2. My modeling face (you all know the one I'm talking about) does not really work out in my favor. It appears more as if I am about to eat your face off or I'm trying to gaze into the cameras soul. And cameras don't have souls. And for whatever reason it's not socially acceptable to just smile in outfit posts. 
3. If I told Corbin, "Now just take a picture of my neck down. And be sure to get my cute shoes." Or asked him to take a shot as I looked off into the distance and one of me laughing at my shoes... He'd be really confused.
- The closest thing I will do to a "catch up" is doing a post about my obsession with catchup and how I dip everything in. (DISCLAIMER: I do not think it's wrong to do this... I just get anxiety and think I will forget key things)
- If I ever do (chances are I won't) post about food, you can guarantee my ingredients will not be from Spouts, farmers markets, or Whole Foods. And the definitely will not be found NEAR your "healthy eating" board on Pinterest. (I'll find a way to post pictures of my cute dishes somehow though.)
- I would do "giveaways" but I only have two things to offer.

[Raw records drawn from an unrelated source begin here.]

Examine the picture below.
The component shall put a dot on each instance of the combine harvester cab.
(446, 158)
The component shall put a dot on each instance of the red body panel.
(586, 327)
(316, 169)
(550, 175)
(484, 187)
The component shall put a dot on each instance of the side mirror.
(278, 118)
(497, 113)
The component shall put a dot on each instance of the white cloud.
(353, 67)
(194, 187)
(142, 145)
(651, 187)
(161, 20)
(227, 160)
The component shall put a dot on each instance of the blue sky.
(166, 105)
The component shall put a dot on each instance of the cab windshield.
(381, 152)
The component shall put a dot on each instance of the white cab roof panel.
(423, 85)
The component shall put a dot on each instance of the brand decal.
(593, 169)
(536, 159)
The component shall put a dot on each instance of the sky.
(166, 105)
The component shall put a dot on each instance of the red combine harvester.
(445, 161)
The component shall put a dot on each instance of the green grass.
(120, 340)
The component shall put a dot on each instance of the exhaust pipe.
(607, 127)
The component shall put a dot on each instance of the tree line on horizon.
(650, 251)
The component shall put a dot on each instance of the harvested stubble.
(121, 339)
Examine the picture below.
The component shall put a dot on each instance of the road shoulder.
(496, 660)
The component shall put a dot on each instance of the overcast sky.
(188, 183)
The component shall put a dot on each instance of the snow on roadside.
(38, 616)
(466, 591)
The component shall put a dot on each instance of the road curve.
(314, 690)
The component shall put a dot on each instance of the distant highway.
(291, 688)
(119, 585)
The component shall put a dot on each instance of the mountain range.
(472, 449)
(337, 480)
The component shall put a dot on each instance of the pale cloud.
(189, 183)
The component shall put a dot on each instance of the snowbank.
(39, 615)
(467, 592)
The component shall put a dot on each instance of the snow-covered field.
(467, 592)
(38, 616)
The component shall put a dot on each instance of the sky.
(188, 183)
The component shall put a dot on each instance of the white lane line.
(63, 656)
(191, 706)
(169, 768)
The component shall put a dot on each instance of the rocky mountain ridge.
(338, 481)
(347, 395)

Wedding presents that came without a receipt... And leftovers.. because cooking for 2 is hard. So I'll do you a favor and just won't go there. 
-Lastly, I don't think I have the "perfect" anything. I'm not perfect. Corbin isn't perfect. (DISCLAIMER: He really is perfect for me though. And that's a fact proven by a study performed at Stanford.) My life is not perfect. My grades aren't perfect. My hair is not perfect (and when it looks like it there is a 96.7% chance my extensions are in). My "wife skills" are far from perfect. (First hint... I called them "wife skills" and not "homemaking skills"). BUT I am perfectly happy with my life. AND I'm perfectly happy trying each and everyday to improve. 

Other than those things, it's fair game! I'll do my best to portray us as we are. The good, bad, and ugly. We love our life together and everyone in it. I hope you enjoy, Meeting The Robinsons.